In the Maine case, parents sued in federal court to be able to use state aid to send their children to Christian schools in Bangor and Waterville. The schools in question, Bangor Christian School and Temple Academy, are uncertain whether they would accept public funds, according to court filings.

The Bangor school said it would not hire teachers or admit students who are transgender. Both schools said they do not hire gay or lesbian teachers, according to court records.

Last year, the high court ruled 5-4 that states must give religious schools the same access to public funding that other private schools receive, preserving a Montana scholarship program that had largely benefited students at religious institutions.

In that case, the court said states don’t have to allow public money to be used in private education.
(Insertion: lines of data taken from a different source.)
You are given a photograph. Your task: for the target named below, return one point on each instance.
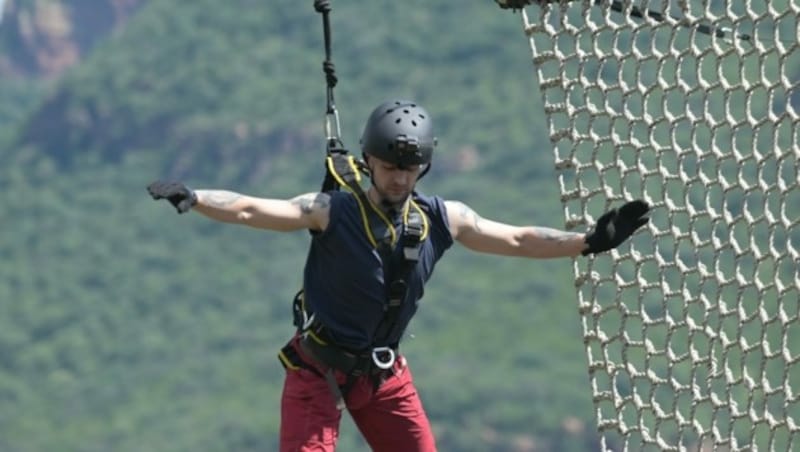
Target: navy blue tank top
(344, 280)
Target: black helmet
(399, 132)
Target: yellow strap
(362, 209)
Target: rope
(332, 127)
(635, 12)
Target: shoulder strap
(344, 171)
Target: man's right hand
(179, 195)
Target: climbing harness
(342, 170)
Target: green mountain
(125, 327)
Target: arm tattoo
(470, 216)
(220, 198)
(311, 201)
(554, 235)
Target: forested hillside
(126, 327)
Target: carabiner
(376, 357)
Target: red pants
(391, 418)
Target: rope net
(691, 328)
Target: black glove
(179, 195)
(615, 226)
(322, 6)
(513, 4)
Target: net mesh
(691, 328)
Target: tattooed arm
(308, 211)
(487, 236)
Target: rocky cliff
(41, 38)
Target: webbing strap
(344, 171)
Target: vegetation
(126, 327)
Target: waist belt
(376, 364)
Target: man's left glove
(615, 226)
(179, 195)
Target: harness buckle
(383, 357)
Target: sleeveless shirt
(344, 280)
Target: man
(370, 255)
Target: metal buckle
(388, 352)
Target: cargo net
(691, 328)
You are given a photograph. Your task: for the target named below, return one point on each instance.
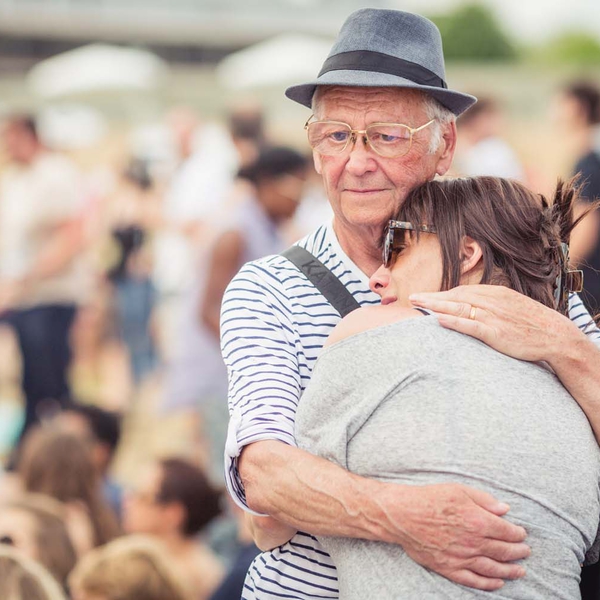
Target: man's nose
(360, 158)
(380, 280)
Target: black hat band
(377, 62)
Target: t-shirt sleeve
(259, 348)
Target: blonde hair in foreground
(129, 568)
(21, 578)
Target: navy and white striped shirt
(273, 325)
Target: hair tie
(567, 280)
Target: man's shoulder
(276, 268)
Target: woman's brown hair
(22, 578)
(130, 568)
(59, 465)
(520, 232)
(53, 545)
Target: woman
(130, 568)
(59, 465)
(196, 379)
(174, 502)
(22, 578)
(398, 398)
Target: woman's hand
(520, 327)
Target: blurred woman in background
(197, 379)
(22, 578)
(131, 568)
(59, 465)
(174, 502)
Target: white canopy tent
(284, 59)
(97, 68)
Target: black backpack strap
(323, 279)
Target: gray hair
(433, 109)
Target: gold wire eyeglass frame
(354, 133)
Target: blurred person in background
(481, 148)
(206, 165)
(197, 379)
(578, 113)
(35, 525)
(232, 586)
(174, 502)
(59, 465)
(22, 578)
(41, 277)
(130, 221)
(101, 430)
(274, 323)
(131, 568)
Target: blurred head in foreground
(130, 568)
(22, 578)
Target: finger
(472, 580)
(490, 568)
(486, 501)
(482, 296)
(503, 551)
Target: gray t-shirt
(417, 404)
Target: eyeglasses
(390, 236)
(390, 140)
(567, 281)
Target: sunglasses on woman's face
(391, 232)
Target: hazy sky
(527, 19)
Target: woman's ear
(471, 258)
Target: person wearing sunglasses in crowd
(396, 397)
(384, 123)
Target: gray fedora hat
(386, 48)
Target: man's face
(365, 189)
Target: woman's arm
(525, 329)
(369, 317)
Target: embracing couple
(414, 461)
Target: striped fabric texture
(273, 325)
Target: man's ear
(471, 256)
(317, 162)
(448, 146)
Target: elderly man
(386, 67)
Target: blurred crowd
(114, 412)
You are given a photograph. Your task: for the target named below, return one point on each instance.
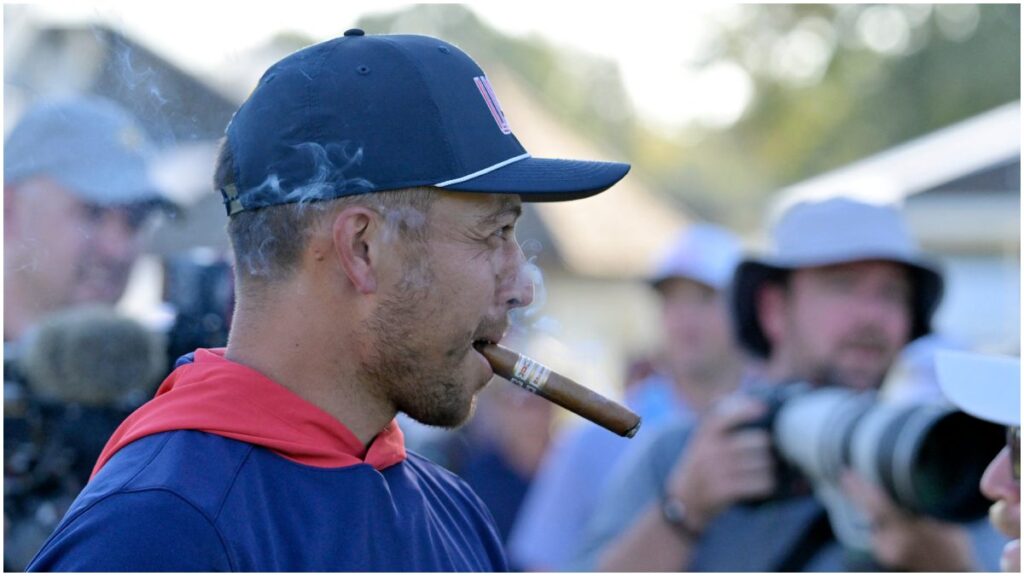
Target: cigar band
(529, 374)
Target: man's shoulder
(197, 466)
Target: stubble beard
(402, 364)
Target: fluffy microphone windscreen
(93, 356)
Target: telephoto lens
(928, 458)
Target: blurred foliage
(832, 84)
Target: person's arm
(901, 540)
(652, 544)
(146, 531)
(720, 466)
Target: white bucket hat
(833, 232)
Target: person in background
(698, 362)
(77, 198)
(989, 387)
(841, 291)
(77, 193)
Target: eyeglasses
(1014, 444)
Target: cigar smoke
(540, 379)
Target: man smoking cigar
(373, 186)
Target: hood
(208, 393)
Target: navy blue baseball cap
(361, 114)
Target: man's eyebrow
(506, 208)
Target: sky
(652, 41)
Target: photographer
(842, 292)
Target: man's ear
(354, 234)
(771, 305)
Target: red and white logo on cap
(496, 109)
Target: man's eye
(506, 232)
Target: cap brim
(546, 179)
(985, 386)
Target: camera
(928, 458)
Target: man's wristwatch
(674, 513)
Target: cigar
(538, 378)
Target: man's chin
(1011, 560)
(449, 417)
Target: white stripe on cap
(483, 171)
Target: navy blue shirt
(194, 501)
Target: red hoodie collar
(220, 397)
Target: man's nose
(115, 237)
(518, 290)
(998, 483)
But they can’t keep religious schools out of such programs, once created.

But even after that ruling, the 1st Circuit Court of Appeals upheld the Maine program, holding that the state was not violating anyone’s constitutional rights by refusing to allow taxpayer money to be used for religious instruction. The three-judge panel included retired Justice David Souter, who occasionally hears cases in the appeals court.

Critical race theory made a brief appearance at Wednesday’s arguments. After Kagan asked whether a “white supremacist school” would be included in the program and Taub assured her it would not, Alito chimed in.

“Would you say the same thing about a school that teaches critical race theory?” he asked.

Taub replied: “I mean, that one’s closer because, frankly, I don’t — I don’t really know exactly what it means to teach critical race theory.”

Critical race theory is a way of thinking about America’s history through the lens of racism. The concept has become a rallying cry for Republicans who say the theory is being used to rewrite American history. But there is little evidence that critical race theory is being taught in the nation’s K-12 schools.

A decision in Carson v. Makin, 20-1088, is expected by late June.